示唆的投票を行う案は与党・保守党のオリバー・レトウィン議員が提出したもので、与野党から広く支持を集めていた。メイ首相は採決に先立つ下院での演説で、「こうした手法は英国の民主的制度のバランスを覆すもので悪しき前例となる」と述べ、保守党議員に反対票を投じるよう指示していた。しかし、与党・保守党からは30人の議員が造反。このうちハリントン産業担当閣外相を含む3人の閣外相は、この日に辞任した。
27日の投票では、下院議員が提出した複数の代替案について、賛否を問う採決が行われる。提案が見込まれるのは、最大野党・労働党が支持するEU関税同盟への残留案、一部のEU離脱派が支持するカナダ型の自由貿易協定案や合意なき離脱案、一部の残留派が支持する2度目の国民投票案、EU離脱の撤回案など。段取りは未定だが、支持率の高い選択肢を絞り込んだ上で、4月1日に決選投票が行われる見通し。1度目の投票では、採決の順番が結果に影響を及ぼすことを避けるため、1枚の投票用紙に全ての選択肢を記載し、各議員がそれぞれについて賛成か反対かを選ぶ方式が検討されているもようだ。
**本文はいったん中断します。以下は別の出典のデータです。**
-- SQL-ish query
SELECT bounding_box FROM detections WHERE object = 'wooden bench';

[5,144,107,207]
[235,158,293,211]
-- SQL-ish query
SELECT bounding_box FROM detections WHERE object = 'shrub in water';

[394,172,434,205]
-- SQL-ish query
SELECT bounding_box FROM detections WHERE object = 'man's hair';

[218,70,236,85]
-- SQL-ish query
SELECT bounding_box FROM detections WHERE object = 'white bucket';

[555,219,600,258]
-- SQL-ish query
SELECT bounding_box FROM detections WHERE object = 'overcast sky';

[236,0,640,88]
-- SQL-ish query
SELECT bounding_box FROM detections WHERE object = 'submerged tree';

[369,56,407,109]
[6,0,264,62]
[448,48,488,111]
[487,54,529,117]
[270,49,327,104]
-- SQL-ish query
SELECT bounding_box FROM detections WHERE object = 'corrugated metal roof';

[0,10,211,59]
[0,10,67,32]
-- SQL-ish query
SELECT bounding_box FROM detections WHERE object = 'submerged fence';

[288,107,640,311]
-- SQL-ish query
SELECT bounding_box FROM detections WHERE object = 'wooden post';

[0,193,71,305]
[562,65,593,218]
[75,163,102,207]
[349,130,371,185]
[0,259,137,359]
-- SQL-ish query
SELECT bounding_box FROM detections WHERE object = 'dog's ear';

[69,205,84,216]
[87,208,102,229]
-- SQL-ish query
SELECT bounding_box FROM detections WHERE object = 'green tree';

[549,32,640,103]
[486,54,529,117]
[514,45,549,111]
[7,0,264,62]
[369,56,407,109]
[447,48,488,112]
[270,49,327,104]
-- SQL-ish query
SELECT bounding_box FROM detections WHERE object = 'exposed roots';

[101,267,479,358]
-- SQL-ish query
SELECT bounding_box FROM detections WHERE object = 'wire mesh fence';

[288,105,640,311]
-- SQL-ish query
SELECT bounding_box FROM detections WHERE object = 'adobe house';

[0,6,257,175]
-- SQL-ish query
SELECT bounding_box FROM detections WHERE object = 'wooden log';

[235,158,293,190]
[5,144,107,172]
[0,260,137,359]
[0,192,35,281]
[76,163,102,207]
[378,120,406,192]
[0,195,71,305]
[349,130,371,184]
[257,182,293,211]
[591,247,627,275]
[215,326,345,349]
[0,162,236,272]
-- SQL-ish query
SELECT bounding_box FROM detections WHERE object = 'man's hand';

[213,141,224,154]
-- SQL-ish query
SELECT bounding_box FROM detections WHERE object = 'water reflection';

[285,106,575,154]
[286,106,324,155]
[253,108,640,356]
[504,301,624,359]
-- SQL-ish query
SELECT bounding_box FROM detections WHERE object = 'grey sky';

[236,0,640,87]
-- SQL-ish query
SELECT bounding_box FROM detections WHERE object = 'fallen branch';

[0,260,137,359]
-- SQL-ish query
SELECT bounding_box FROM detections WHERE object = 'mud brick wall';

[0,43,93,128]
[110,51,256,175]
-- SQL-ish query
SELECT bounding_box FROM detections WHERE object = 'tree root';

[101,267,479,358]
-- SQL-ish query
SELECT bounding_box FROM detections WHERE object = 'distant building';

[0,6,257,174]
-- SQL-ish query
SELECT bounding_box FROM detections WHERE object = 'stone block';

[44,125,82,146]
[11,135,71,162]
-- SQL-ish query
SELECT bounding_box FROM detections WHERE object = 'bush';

ただ、いずれの案も過半数に満たない可能性もある。また、示唆的投票の結果に法的拘束力はなく、選ばれた案が与党・保守党の選挙公約に反するものだったり、EUが受け入れる見込みがない場合、政府はこれを実行しない可能性が高い。メイ首相も「どんな結果が出るかわからないのに実行すると約束はできない」としている。欧州委員会のユンケル委員長は、「交渉相手がメイ首相率いる政府であることに変わりはない」との姿勢を示している。